Pero sí veo nuevos competidores por el lado de la tecnología, que está haciendo que el sector se mueva. Hay dos ejemplos muy claros. Uno es el fenómeno de los pagos a través de la agenda del móvil. Ha sido un movimiento rapidísimo que ha hecho la banca para evitar que los competidores tecnológicos ocupen ese terreno. Y otro es el de las transferencias inmediatas, que se enmarca en el mismo contexto.

¿Cree entonces que el miedo a que algunas empresas tecnológicas le coman el terreno está provocando la modernización de la banca?

Sí. Creo que la evolución en innovación se está dando más por ese motivo que por la llegada de nuevas entidades bancarias al mercado. Es la reacción de los bancos ante la amenaza de las tecnológicas.

La digitalización mejora la eficiencia de los servicios financieros, pero también abre la puerta a nuevos riesgos. ¿Éstos pueden frenar el proceso?

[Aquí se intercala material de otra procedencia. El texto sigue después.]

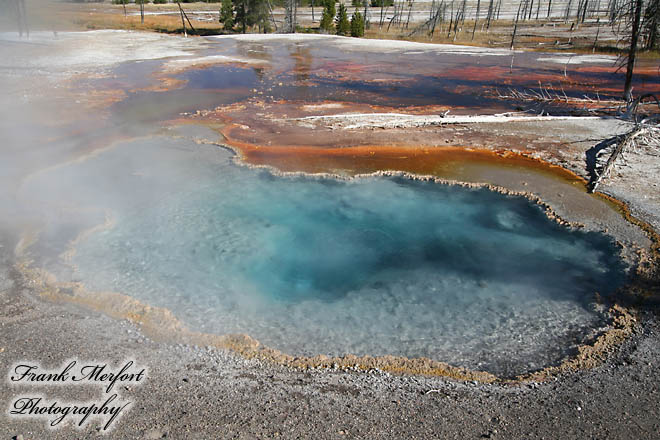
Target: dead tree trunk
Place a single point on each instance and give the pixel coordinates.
(515, 26)
(625, 143)
(632, 52)
(476, 19)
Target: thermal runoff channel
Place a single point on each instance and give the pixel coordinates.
(308, 265)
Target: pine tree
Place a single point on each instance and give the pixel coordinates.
(227, 15)
(341, 22)
(357, 24)
(328, 15)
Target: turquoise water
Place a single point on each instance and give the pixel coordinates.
(317, 265)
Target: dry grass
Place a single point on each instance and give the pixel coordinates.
(542, 35)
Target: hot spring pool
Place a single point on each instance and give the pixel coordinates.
(373, 265)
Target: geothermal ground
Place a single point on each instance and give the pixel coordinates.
(71, 98)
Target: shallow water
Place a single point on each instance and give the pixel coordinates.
(369, 266)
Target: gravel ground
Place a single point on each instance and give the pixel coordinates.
(192, 392)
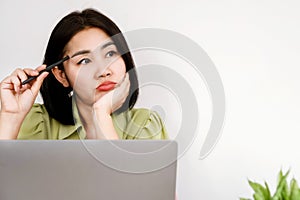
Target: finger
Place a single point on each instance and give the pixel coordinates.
(15, 82)
(31, 72)
(38, 83)
(40, 68)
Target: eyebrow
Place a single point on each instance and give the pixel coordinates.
(88, 51)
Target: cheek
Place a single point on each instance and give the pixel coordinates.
(120, 67)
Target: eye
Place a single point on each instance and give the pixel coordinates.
(111, 54)
(84, 61)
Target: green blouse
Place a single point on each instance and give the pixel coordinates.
(131, 124)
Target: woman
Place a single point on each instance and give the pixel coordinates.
(101, 76)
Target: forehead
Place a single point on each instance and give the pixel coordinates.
(87, 39)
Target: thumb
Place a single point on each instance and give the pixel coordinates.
(38, 82)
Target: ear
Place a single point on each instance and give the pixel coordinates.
(60, 76)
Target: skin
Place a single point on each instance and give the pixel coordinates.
(84, 73)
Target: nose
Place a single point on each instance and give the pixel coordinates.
(106, 73)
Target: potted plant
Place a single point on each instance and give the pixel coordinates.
(284, 191)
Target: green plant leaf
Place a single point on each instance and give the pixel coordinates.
(260, 191)
(295, 191)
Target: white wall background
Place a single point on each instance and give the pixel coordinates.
(255, 46)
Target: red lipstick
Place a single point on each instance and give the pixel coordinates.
(106, 86)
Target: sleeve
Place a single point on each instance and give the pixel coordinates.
(34, 124)
(145, 124)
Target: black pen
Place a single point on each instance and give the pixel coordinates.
(46, 70)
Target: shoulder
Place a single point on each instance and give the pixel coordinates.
(141, 123)
(34, 123)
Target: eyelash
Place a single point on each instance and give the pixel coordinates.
(113, 52)
(106, 55)
(84, 59)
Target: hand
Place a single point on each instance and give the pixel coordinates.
(17, 98)
(114, 99)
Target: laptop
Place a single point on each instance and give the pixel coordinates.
(88, 169)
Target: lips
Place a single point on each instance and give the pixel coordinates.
(106, 86)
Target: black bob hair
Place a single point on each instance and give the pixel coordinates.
(55, 95)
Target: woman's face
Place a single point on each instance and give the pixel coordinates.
(95, 67)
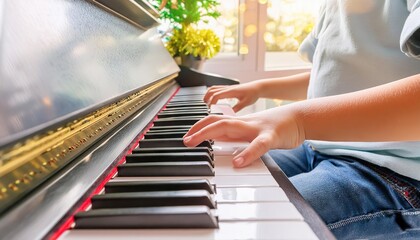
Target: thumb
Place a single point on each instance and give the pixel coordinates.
(255, 149)
(239, 106)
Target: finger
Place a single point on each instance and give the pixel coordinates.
(239, 106)
(221, 95)
(204, 122)
(211, 91)
(226, 130)
(256, 149)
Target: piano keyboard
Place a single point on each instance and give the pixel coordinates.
(167, 191)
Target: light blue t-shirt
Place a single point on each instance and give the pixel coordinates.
(359, 44)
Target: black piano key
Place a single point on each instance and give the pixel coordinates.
(184, 109)
(185, 105)
(182, 114)
(186, 100)
(165, 169)
(173, 150)
(152, 217)
(183, 130)
(169, 157)
(168, 134)
(176, 121)
(170, 185)
(154, 199)
(168, 142)
(183, 127)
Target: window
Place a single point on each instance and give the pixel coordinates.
(288, 23)
(262, 36)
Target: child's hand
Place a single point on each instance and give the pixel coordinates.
(246, 94)
(274, 128)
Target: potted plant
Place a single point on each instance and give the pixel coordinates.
(188, 44)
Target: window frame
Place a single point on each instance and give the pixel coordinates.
(251, 66)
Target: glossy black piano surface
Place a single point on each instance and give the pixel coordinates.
(67, 63)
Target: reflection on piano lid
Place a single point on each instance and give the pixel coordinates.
(81, 81)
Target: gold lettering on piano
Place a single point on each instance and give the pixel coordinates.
(26, 164)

El número de fraudes es bajísimo y, en este sentido, no creo que haya un temor excesivo al riesgo. Lo que hay es una desconfianza que se debe, en muchas ocasiones, al desconocimiento del medio. Pero creo que nadie puede decir que haya tenido experiencias terribles en internet, porque cuando las ha habido los bancos han reaccionado pagando en primer lugar e investigado después al defraudador, sin echar ninguna culpa al cliente.

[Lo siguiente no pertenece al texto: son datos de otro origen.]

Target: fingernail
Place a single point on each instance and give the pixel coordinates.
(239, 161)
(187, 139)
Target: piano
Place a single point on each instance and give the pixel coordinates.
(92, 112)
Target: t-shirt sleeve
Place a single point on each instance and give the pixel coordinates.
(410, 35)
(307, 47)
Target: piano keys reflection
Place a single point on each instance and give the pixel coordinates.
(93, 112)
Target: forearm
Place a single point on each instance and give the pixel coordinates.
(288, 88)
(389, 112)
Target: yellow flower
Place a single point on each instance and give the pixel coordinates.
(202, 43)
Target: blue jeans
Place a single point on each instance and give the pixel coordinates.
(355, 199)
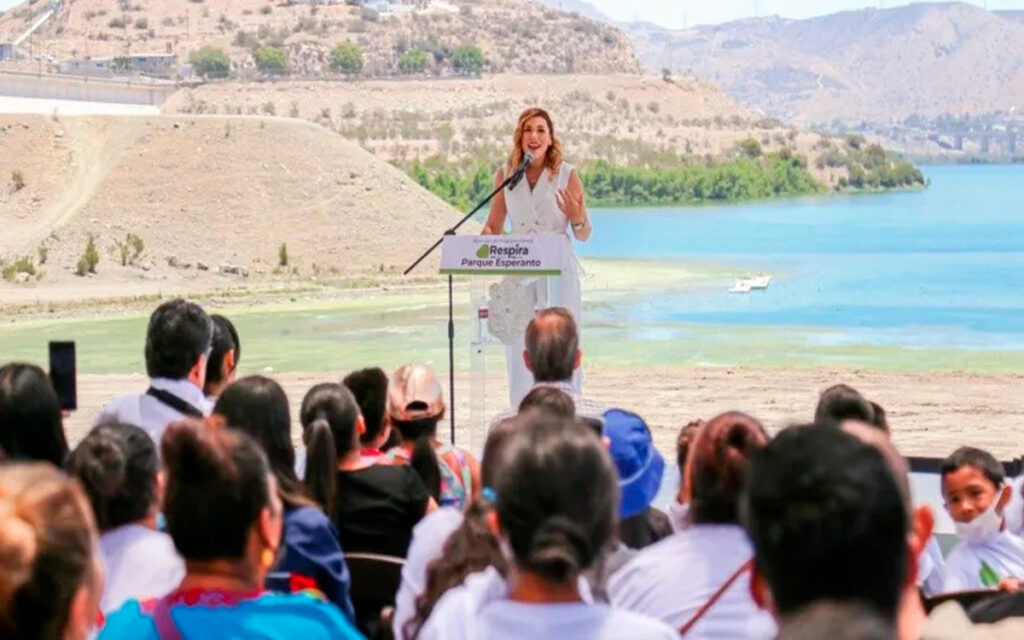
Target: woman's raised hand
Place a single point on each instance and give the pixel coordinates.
(571, 205)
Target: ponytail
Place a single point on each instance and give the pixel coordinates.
(559, 550)
(424, 462)
(471, 548)
(329, 416)
(322, 464)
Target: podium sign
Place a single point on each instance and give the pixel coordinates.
(503, 255)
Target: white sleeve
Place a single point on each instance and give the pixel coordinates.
(961, 572)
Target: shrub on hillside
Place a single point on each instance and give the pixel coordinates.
(130, 249)
(346, 58)
(210, 61)
(22, 265)
(90, 258)
(413, 61)
(749, 147)
(468, 59)
(271, 60)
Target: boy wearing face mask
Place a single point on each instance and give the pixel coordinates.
(976, 497)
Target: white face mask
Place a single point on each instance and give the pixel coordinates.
(985, 524)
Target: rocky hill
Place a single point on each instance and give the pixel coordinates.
(211, 199)
(514, 36)
(870, 65)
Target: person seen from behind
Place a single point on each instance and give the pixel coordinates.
(370, 388)
(828, 520)
(225, 352)
(119, 468)
(177, 348)
(51, 579)
(555, 502)
(31, 426)
(224, 515)
(976, 495)
(416, 406)
(712, 597)
(312, 554)
(373, 506)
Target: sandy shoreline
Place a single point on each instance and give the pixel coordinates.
(931, 413)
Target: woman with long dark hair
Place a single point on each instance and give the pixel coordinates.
(119, 468)
(31, 426)
(697, 580)
(555, 494)
(312, 555)
(548, 200)
(373, 506)
(225, 517)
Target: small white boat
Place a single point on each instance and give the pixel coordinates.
(761, 282)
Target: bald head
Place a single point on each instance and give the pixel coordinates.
(552, 345)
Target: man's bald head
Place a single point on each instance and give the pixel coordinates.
(552, 345)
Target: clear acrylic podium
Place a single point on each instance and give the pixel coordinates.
(494, 264)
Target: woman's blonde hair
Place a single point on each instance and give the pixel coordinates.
(47, 537)
(554, 156)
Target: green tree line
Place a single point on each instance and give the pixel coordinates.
(773, 175)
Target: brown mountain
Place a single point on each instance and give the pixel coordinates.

Las grandes entidades financieras españolas tienen una importante presencia internacional. ¿Cree que pueden ser un ejemplo para que empresas de otros sectores también traspasen fronteras? 

Sí. El hecho de tener bancos con presencia fuera de España ayuda a que las empresas salgan también. Esto ya ha ocurrido en parte y prueba de ello es nuestro nivel de exportaciones, mucho más alto que nunca. Ya empieza a haber una clara internacionalización de la empresa y a esto ayuda mucho que haya bancos más allá de nuestras fronteras y acostumbrados a la financiación exterior.

En un reciente artículo, usted advertía de que donde el nuevo ministro de Economía de España, Román Escolano, deberá dar la talla política es en Bruselas. ¿A qué tendrá que enfrentarse?

Tiene por delante la mayor readaptación del euro a los nuevos tiempos. Y eso supone qué va a pasar cuando suban los tipos de interés, cómo van a subir, qué efectos tendrán y con qué mecanismos contará Europa para evitar la siguiente crisis. Todos los países tienen que dar sus recomendaciones y España deberá aportar las suyas. Es decir, si habrá unión bancaria de verdad, si se establecerá un fondo de garantía de depósitos europeo o no, si habrá realmente un criterio único sobre la morosidad de los bancos, si se va tratará de manera uniforme la normativa o si cada país seguirá considerando el tema de forma particular; y qué va a pasar con los bonos soberanos presentes en las carteras de los bancos.

En los temas del Eurogrupo, habrá que ver qué pasa teniendo en cuenta el relevo en el Banco Central Europeo en 2019, que va a cambiar bastante la situación. El norte de Europa tiene una tesis y una forma de ver el futuro euro, y el sur tiene que defender otra, que sea inclusiva y que los cambios en los tipos de interés y en unión bancaria no nos perjudiquen.

¿Qué sabe del seguro de crédito y del papel que ha jugado en la crisis?

Creo que el seguro de crédito tiene una labor bastante “sorda” ya que, a excepción de las empresas exportadoras, se habla y escribe poco de él, pero está ahí y siempre es importante que funcione. Se da por hecho que tiene que existir y yo creo que ha funcionado bien en estos años de tirón exportador.